A l’occasion du dernier Festival International du Film d’Amiens, qui lui consacrait un hommage, les spectateurs amiénois ont pu profiter non seulement de la présence de Joe Dante, mais aussi et surtout d’une belle et vaste carte blanche qui lui était accordée. Dans celle-ci, multitudes de petits trésors cinéphiliques apportés par le monsieur lui-même, extraits de sa collection personnelle de films. Très clairement, les choix de Dante était tous tournés vers des films de série B et Z, des classiques de la science fiction comme L’homme qui rétrécit (1957) de Jack Arnold, L’invasion des Profanateurs de Sépulture (1956) de Don Siegel ou encore Les Survivants de l’Infini (1955) de Joseph M.Newman. En passant par des petites pépites de l’étrange comme The Sadist (1963) de James Landis ou Donovan’s Brain (1953) de Felix Feist. Ce goût pour la série B et/ou/à Z est l’un des piliers de la cinéphilie comme de la filmographie du réalisateur. Pourquoi vous préciser cela? Tout simplement parce que Panic sur Florida Beach (Matinee, 1993) est vraiment LE cri d’amour cinéphile de Joe Dante pour ce cinéma qu’il aime tant.
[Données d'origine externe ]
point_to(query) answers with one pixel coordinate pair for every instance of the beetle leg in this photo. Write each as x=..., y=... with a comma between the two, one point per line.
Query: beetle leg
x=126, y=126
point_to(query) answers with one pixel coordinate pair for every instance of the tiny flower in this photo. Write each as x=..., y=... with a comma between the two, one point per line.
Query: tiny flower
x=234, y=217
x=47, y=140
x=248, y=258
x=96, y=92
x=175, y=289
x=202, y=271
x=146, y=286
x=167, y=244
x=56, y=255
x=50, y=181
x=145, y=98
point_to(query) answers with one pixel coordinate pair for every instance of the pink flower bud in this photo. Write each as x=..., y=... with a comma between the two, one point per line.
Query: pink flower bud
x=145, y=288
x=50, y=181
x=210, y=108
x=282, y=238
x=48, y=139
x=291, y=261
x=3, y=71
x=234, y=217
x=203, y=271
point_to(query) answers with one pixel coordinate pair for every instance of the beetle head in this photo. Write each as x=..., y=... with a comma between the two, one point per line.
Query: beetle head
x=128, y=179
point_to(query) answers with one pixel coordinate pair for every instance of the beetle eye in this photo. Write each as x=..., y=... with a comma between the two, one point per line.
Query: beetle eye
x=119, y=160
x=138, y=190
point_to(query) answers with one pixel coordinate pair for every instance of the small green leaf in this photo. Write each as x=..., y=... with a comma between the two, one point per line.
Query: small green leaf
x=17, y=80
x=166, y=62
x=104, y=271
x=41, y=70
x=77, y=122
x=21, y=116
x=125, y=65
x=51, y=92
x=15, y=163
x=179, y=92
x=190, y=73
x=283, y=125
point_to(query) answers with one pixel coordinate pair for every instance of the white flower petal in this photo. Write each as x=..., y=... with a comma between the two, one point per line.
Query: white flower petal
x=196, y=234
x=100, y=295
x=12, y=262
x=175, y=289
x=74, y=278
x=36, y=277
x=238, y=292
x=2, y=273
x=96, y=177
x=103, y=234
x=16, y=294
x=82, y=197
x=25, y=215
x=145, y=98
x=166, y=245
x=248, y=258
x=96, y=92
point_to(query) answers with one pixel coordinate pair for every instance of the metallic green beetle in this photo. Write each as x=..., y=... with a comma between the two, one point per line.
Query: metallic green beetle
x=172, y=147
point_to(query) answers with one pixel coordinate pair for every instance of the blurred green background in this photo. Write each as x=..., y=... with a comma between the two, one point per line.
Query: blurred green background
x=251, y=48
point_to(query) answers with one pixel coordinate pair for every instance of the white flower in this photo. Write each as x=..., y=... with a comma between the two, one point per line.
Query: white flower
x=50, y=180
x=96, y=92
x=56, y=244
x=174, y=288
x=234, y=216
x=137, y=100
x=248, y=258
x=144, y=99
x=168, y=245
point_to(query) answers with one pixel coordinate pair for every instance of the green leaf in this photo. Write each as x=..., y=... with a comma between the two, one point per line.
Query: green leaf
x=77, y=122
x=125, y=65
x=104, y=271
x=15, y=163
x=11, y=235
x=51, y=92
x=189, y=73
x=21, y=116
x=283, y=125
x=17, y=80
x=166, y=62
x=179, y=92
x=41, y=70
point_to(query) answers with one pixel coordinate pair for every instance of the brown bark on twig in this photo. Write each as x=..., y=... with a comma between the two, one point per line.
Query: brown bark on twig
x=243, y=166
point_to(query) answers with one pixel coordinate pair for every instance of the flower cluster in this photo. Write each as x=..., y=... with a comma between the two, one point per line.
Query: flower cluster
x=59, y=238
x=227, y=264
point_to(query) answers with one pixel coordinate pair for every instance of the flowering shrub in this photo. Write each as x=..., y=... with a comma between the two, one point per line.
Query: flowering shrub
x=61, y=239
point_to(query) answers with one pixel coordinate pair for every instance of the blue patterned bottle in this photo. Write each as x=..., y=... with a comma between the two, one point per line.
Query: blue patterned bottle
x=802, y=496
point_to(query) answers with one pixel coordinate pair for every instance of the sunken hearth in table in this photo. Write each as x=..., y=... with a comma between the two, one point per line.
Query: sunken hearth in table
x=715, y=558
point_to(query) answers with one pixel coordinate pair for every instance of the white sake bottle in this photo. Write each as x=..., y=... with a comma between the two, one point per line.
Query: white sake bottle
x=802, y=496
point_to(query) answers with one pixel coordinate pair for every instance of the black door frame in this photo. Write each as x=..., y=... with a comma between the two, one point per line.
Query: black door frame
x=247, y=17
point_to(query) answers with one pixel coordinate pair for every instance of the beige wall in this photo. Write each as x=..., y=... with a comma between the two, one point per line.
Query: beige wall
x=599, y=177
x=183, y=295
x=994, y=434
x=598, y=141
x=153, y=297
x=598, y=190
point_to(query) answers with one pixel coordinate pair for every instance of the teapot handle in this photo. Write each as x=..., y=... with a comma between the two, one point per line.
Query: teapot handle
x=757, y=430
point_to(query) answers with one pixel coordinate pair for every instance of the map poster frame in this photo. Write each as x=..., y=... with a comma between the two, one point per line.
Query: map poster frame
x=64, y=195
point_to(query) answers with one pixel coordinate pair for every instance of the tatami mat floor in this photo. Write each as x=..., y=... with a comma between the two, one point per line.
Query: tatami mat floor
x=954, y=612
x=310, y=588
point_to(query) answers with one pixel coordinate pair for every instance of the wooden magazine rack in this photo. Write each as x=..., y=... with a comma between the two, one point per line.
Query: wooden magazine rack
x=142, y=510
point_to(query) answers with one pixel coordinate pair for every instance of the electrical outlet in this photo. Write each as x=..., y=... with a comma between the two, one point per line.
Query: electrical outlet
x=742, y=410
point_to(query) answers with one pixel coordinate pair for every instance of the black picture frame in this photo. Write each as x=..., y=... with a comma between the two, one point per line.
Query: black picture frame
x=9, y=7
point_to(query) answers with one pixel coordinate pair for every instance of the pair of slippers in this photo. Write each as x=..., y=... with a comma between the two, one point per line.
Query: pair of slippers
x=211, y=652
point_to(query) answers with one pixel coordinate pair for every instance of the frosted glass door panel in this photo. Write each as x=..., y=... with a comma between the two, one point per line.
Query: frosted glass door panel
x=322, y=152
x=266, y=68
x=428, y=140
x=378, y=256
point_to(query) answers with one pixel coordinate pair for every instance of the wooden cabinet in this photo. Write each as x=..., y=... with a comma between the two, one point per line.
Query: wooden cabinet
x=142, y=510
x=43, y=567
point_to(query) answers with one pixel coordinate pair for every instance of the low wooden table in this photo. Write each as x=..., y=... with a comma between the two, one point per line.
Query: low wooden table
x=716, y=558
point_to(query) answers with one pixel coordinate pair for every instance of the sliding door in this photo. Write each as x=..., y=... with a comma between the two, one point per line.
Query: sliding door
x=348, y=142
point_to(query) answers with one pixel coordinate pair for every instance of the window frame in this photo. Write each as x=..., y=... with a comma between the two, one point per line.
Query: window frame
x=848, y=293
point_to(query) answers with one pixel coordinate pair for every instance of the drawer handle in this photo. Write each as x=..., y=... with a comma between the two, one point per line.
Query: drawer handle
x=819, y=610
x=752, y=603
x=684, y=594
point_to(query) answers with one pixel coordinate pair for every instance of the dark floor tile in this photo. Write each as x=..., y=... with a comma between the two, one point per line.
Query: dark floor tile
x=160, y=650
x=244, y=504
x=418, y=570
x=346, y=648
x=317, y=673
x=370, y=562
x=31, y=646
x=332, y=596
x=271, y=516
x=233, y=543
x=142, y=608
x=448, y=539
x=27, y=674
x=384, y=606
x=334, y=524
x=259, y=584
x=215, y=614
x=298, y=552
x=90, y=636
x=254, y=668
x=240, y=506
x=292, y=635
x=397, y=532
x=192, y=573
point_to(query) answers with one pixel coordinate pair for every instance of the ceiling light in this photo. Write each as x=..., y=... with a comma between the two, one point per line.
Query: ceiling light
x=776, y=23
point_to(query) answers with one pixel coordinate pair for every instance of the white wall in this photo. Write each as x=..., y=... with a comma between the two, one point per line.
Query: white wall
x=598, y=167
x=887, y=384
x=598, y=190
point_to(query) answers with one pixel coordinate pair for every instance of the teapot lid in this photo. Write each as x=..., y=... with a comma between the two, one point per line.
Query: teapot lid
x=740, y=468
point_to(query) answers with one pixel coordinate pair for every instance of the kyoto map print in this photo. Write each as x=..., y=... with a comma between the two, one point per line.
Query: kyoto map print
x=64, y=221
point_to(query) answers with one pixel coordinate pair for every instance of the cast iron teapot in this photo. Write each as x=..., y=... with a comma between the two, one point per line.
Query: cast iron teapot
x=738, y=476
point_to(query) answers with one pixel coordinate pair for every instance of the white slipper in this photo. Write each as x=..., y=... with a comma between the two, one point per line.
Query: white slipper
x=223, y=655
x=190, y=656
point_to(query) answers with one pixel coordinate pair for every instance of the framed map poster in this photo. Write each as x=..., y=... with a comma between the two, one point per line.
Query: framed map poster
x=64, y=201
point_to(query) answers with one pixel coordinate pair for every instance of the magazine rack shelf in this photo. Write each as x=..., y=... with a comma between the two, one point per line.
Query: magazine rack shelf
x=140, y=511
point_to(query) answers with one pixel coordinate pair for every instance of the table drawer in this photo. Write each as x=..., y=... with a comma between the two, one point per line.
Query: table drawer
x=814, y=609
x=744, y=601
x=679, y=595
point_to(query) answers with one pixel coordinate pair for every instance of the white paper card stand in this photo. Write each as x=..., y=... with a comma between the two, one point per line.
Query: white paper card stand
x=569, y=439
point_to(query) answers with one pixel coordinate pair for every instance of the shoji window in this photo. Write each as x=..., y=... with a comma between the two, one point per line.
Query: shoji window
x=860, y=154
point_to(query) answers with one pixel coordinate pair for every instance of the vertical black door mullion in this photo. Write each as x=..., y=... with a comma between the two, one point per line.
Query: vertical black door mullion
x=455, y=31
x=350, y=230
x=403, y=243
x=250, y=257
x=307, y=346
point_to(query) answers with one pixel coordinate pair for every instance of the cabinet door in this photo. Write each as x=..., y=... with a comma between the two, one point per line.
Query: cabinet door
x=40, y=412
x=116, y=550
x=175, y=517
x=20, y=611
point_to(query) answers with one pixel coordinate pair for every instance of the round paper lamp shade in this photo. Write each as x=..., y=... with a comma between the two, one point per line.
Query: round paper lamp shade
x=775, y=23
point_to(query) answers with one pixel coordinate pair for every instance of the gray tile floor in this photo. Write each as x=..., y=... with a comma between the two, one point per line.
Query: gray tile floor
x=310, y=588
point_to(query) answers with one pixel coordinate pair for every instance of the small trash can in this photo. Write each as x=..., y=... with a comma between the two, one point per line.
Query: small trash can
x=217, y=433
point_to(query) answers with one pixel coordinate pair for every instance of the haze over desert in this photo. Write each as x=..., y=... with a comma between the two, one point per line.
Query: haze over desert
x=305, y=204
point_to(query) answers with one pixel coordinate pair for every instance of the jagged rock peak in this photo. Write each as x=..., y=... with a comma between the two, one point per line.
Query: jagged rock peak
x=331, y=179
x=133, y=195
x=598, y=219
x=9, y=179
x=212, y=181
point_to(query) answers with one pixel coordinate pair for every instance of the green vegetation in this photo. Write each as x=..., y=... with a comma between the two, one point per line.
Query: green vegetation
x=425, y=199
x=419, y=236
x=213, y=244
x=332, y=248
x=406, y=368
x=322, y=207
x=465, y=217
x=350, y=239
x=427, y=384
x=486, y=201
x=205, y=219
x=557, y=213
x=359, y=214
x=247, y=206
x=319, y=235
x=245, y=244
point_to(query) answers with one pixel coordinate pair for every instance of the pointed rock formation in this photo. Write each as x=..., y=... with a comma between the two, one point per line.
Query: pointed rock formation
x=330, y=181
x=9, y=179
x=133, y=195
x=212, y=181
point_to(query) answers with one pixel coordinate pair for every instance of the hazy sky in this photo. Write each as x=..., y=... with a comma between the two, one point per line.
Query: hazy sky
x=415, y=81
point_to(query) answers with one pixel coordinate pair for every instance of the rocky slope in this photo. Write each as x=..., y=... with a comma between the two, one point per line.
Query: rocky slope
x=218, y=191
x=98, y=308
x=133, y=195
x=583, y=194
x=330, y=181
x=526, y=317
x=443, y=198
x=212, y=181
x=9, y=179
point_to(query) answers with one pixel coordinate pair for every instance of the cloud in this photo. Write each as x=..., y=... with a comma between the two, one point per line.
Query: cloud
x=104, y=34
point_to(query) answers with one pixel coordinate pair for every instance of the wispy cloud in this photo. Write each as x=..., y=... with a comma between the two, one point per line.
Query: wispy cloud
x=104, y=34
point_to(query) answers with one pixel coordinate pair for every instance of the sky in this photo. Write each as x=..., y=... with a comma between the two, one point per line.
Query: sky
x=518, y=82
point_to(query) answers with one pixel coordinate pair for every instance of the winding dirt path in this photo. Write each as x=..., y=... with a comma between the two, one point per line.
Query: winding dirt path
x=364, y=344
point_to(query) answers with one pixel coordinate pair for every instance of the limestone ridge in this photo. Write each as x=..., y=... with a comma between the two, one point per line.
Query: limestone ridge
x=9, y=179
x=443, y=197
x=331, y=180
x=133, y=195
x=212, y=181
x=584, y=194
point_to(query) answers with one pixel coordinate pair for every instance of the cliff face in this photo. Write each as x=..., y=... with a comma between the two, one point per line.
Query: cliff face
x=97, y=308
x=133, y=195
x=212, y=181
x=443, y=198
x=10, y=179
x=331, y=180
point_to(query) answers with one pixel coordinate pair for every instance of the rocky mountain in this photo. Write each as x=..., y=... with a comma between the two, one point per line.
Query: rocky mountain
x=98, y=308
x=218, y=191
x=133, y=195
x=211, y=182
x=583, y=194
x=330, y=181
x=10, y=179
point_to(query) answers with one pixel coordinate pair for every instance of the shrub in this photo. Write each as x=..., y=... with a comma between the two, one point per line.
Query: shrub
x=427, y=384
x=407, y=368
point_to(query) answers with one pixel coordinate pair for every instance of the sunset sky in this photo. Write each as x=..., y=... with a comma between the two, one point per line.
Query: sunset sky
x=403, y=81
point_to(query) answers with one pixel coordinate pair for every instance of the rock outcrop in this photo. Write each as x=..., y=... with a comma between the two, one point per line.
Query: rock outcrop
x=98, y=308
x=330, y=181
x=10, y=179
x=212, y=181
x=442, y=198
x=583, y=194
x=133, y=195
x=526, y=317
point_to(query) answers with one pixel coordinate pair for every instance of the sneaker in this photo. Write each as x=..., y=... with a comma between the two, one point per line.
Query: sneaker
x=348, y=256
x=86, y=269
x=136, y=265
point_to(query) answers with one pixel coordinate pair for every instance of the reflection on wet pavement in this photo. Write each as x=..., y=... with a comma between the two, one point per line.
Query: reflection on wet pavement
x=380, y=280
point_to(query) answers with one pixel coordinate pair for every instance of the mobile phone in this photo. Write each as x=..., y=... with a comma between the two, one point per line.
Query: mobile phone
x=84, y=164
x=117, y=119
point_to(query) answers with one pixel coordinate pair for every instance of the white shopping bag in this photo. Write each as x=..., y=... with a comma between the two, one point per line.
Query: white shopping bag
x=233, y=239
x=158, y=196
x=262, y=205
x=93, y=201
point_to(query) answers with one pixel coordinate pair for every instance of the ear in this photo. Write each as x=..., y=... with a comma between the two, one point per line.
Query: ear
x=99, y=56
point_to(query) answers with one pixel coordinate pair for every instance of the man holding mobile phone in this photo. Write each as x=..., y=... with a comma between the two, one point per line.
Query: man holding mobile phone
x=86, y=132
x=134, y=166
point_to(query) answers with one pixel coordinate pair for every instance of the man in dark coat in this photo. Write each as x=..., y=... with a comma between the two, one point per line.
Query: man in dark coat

Le film se déroule à Key West, en Floride, et surtout, en 1962. A cette époque, toute la population américaine sombre dans la psychose la plus totale en raison de la crise des missiles cubains et de la menace nucléaire constante. Dans cette petite ville, un adolescent, Gene, est très inquiet pour son père militaire, qui vient de partir en mission secrète. Dans ce contexte historique inquiétant, un producteur et réalisateur de films d’attaques de monstres, Lawrence Woolsey, s’apprête à faire découvrir Mant!, traduisez, “L’homme fourmi!”, en première mondiale au public de Key West. L’homme est un petit génie qui a tout compris du sens du spectacle, il sait que la terreur qui gagne le peuple vis-à-vis des événements politiques est une opportunité en or pour la production de film catastrophe. Il met aux points des procédés novateurs pour plus de peur et de spectacle.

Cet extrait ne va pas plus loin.